В 1955-м котельную отремонтировали, заработали батареи отопления. Потом в дом провели природный газ. Печки демонтировали. Но ещё до

этого мы избавились от ледника. Это был деревянный комод, в верхний ящик которого загружался заготовленный с зимы лёд. Его привозили и меняли каждые несколько дней. В 1954 году дед купил холодильник, первый советский потребительский холодильник ЗИС. Он прослужил мне до 1991-го. А швейной машине «Зингер» износу не было. Наши на ней шить не умели. Но по нескольку раз в год приходили портнихи. Елена Васильевна производила латку, штопку, подкоротку, пригонку и прочие простые работы. Сара Измайловна (Сарочка) была модной женской портнихой. Бабушка и мама отмечали её высокий вкус, подолгу обсуждали с ней фасоны. Были у нас и домработницы.

На смену леднику пришёл первый советский холодильник «ЗИС-Москва»

Швейная машинка «Зингер» имелась чуть ли не в каждой семье. Даже спустя 100 лет после выпуска они продолжают отлично работать

Такая же стиральная машина появилась в нашей квартире

Износу не было и дубовому паркету. Его натирали воском. Приходил однорукий полотёр, ловко орудовавший ножной щеткой, – растирал воск. В пятидесятые купили электрополотёр. Мне пришлось немало им поработать. В восьмидесятые пришлось пол отциклевать. Он стал непривычно светлым. Покрыли лаком и о воске забыли.
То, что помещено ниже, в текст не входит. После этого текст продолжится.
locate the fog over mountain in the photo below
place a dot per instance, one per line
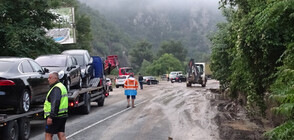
(188, 21)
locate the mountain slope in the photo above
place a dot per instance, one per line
(189, 21)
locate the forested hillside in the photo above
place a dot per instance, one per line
(156, 21)
(107, 39)
(252, 56)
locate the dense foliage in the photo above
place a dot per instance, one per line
(107, 39)
(141, 51)
(253, 51)
(165, 64)
(173, 47)
(22, 28)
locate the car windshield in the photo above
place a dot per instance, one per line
(173, 73)
(52, 61)
(7, 65)
(123, 77)
(80, 59)
(129, 70)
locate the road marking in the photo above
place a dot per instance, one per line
(102, 120)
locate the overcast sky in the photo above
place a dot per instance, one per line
(152, 4)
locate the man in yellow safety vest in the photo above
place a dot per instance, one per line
(55, 108)
(131, 86)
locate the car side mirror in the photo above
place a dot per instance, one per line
(46, 70)
(91, 61)
(73, 66)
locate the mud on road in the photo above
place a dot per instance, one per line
(171, 110)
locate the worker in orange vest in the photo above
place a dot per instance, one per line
(131, 86)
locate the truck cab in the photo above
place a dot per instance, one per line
(196, 74)
(125, 71)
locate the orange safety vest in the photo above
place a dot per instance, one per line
(131, 84)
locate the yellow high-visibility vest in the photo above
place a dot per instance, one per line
(63, 107)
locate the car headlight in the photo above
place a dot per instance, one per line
(61, 74)
(83, 71)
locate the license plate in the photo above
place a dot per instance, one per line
(2, 93)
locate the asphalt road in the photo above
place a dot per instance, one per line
(162, 111)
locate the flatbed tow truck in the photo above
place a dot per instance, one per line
(17, 126)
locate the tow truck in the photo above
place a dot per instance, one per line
(196, 74)
(17, 126)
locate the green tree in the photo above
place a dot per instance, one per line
(143, 67)
(173, 47)
(165, 64)
(83, 33)
(22, 28)
(262, 48)
(141, 51)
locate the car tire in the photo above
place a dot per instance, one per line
(86, 108)
(67, 84)
(86, 81)
(25, 102)
(80, 85)
(100, 102)
(11, 130)
(188, 84)
(24, 128)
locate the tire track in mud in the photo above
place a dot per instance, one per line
(188, 111)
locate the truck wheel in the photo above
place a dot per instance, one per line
(101, 101)
(86, 108)
(86, 81)
(67, 84)
(203, 85)
(11, 130)
(25, 102)
(188, 84)
(80, 83)
(24, 128)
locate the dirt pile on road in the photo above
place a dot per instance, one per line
(233, 122)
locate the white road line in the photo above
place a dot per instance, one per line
(101, 121)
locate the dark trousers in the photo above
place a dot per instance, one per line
(141, 84)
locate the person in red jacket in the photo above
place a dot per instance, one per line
(131, 86)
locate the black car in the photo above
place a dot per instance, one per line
(179, 78)
(66, 66)
(85, 62)
(109, 84)
(23, 82)
(149, 80)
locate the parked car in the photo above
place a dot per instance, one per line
(109, 84)
(179, 78)
(23, 82)
(67, 67)
(85, 61)
(175, 76)
(120, 81)
(149, 80)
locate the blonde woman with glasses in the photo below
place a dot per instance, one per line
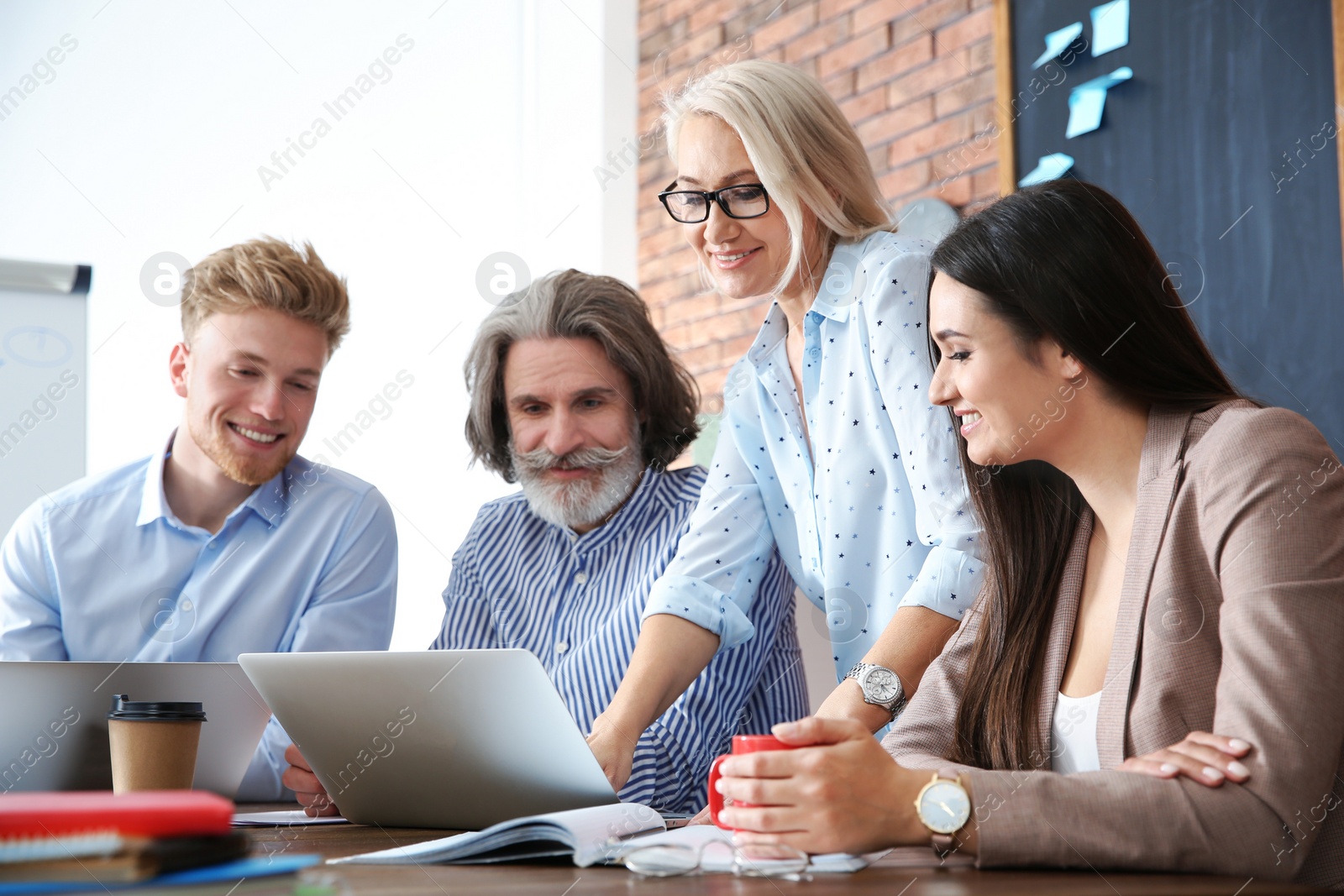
(830, 450)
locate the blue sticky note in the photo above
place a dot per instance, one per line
(1088, 100)
(1057, 42)
(1047, 168)
(1110, 26)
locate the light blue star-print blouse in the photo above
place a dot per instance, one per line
(873, 513)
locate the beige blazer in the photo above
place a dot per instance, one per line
(1231, 620)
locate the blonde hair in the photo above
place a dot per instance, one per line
(266, 273)
(804, 150)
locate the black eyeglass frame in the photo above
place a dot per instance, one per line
(712, 196)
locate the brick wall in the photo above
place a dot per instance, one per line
(914, 76)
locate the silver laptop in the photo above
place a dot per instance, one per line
(54, 735)
(436, 739)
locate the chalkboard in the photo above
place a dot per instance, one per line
(44, 372)
(1223, 145)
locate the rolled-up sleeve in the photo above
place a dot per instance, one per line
(722, 558)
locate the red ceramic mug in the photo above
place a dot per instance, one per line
(741, 745)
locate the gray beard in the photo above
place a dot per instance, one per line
(578, 504)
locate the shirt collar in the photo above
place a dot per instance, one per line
(269, 501)
(843, 284)
(773, 331)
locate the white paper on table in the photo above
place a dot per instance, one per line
(282, 819)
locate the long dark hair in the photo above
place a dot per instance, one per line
(1063, 259)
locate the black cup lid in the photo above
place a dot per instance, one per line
(123, 707)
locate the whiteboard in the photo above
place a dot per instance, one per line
(44, 380)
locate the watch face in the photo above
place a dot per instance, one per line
(882, 685)
(944, 808)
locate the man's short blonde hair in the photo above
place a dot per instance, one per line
(266, 273)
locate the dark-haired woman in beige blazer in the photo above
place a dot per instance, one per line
(1167, 560)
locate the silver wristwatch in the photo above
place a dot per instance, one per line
(880, 687)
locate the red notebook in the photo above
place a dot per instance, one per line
(155, 813)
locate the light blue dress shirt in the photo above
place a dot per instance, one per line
(869, 510)
(575, 600)
(102, 570)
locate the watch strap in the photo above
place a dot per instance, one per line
(945, 846)
(895, 705)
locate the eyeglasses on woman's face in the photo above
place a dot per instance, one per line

Лето в Ростове жарковато. Пользовались вентиляторами. Первые советские оконные кондиционеры появились в восьмидесятые. Дорогие. Похуже – бакинские. Но мне удалось купить донецкий. Это было чудо, хотя и гудевшее изрядно.

В квартире было пять комнат, одна – тёмная, без окон. Там стояли шкафы и огромный сундук; бывало, спала домработница. Весной туда складывали, обильно пересыпая нафталином, зимние вещи. Самая большая комната с балконом – столовая. Там же стояла кушетка бабушки Иды. Рядом кабинет (он же спальня) дедушки Саши. Книжный шкаф во всю стену, старый большой письменный стол, негатоскоп для просмотра рентгеновских снимков. Ещё одна большая комната – мамы и отца (c 1962-го – только мамы). Мамин большой, покрытый зелёным сукном письменный стол, и моя комната. с огромным глобусом на шкафу.

Стены дома кирпичные, толстенные. Широкие подоконники, заставленные растениями в горшках. Любимое было – финиковая пальма, выращенная из косточки.

Ида Ошеровская и Александр Домбровский поселились в этой квартире, поженившись в 1923 году. Во время войны, эвакуации сюда вселилось несколько семей. Почти всю мебель сожгли в печках. Повредили пол. Вернувшись в 1944-м, дед добился возврата квартиры, выселения всех самозахватчиков. Немногие предметы пережили войну. Один, очень полезный, – точилка для ножей, прикрепленная к косяку кухонной двери. Она и все последующие ремонты пережила. Через сибирскую эвакуацию прошло немного столового серебра да альбомы семейных фото. Эти альбомы и одна серебряная сахарница и поныне со мной.

Покупка мебели всегда в СССР была проблемой. Мама ездила в Москву, стояла там в очередях, умудрилась привезти в Ростов

«рижские» (!) столовую и спальню. Дефицит качественной мебели в СССР был чудовищный, а в Прибалтике с производством было много лучше. Дедушка Саша заказал у ростовских столяров огромный книжный шкаф во всю стену кабинета, и книг всегда помню много. В шкафах, на полках, на столах, диванах… Заполоняли квартиру.